Constant Force
Objectives
- Use force diagrams to apply Newton’s laws and correctly predict the acceleration of a cart of mass M on a flat track pulled by a hanging mass m
- Measure the cart’s acceleration with different added masses and hanging masses to test the prediction.
Resources
- Flat dynamics cart track
- Cart with force sensor attached
- Motion Sensor
- Science Workshop interface and DataStudio software
- Datastudio setup file: newtonslaw_motionsensor.ds
- Pulley and string
- Mass hanger and masses
- Heavy mass blocks for carts
Background
Newton’s second law can be used to predict the acceleration, and thus motion, of an object, but it must be applied properly. The law must be applied to each object individually, and all the force acting upon an object must be accounted for to calculate the net force.
Force diagrams are a useful tool for applying Newton’s second law correctly. In the diagram below showing the setup of this experiment, force diagrams have been drawn for the cart and for the hanging mass.
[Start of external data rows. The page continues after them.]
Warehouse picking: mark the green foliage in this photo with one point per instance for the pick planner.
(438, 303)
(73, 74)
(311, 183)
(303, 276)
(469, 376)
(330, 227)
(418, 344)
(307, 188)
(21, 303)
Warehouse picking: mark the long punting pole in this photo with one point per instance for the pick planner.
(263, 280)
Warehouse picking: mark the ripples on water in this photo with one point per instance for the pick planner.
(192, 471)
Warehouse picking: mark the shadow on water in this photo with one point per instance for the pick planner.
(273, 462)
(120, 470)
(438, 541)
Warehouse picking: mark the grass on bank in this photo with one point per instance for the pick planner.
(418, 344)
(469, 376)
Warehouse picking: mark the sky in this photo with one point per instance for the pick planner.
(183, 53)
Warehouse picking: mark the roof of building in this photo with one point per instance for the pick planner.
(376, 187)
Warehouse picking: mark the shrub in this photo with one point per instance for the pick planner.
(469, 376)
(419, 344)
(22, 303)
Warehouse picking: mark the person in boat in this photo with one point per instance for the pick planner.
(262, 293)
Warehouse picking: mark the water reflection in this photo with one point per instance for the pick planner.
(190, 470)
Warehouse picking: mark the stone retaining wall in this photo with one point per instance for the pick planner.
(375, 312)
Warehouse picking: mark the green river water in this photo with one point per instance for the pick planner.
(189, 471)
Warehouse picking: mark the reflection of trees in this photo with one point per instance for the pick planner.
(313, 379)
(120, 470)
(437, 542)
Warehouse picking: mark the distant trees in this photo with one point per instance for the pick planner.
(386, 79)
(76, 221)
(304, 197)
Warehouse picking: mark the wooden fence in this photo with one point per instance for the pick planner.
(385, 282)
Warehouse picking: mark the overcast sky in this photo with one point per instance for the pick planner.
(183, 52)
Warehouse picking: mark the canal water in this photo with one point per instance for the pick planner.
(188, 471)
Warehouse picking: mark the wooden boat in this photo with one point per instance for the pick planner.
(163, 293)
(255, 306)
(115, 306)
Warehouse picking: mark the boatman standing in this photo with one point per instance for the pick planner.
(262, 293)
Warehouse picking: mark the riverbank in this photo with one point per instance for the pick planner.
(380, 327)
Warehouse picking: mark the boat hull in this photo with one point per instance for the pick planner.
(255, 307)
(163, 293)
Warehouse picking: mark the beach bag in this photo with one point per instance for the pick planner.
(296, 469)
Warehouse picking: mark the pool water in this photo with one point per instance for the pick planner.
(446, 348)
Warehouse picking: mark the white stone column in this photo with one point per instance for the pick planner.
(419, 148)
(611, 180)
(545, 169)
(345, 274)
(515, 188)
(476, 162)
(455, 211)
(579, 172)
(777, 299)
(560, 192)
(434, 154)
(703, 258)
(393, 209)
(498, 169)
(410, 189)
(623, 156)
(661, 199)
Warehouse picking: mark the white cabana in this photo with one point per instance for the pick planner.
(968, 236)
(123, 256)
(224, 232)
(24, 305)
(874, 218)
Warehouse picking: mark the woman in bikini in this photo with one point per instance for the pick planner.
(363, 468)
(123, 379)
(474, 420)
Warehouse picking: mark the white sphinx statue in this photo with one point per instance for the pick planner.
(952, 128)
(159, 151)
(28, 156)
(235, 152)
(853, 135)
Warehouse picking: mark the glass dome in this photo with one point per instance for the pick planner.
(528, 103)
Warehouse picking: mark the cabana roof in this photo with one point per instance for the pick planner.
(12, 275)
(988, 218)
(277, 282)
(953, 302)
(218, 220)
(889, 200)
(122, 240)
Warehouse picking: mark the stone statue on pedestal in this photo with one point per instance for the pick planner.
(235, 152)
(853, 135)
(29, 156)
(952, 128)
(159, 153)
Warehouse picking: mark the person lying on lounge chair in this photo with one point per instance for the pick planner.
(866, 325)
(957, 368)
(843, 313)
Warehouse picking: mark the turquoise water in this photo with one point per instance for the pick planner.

Each set of arrows implies its own F_{net}=ma equation, showing the direction and type of force. The tension force T is the reaction force of each object pulling on the other through the string. In this situation, the magnitudes of the accelerations of the two objects are equal since they are connected via the string, making the two force equations simultaneously solvable.
Method
Draw force diagrams as shown above and write an F_{net}=ma for the cart and one for the hanging mass. Solve symbolically for the unknown acceleration a so that it can be predicted for varying cart masses and hanging masses.
Set up the experiment as shown in the image above. Release the cart and measure its acceleration and the applied force (tension) for a range of hanging masses and cart masses, and compare to your predictions.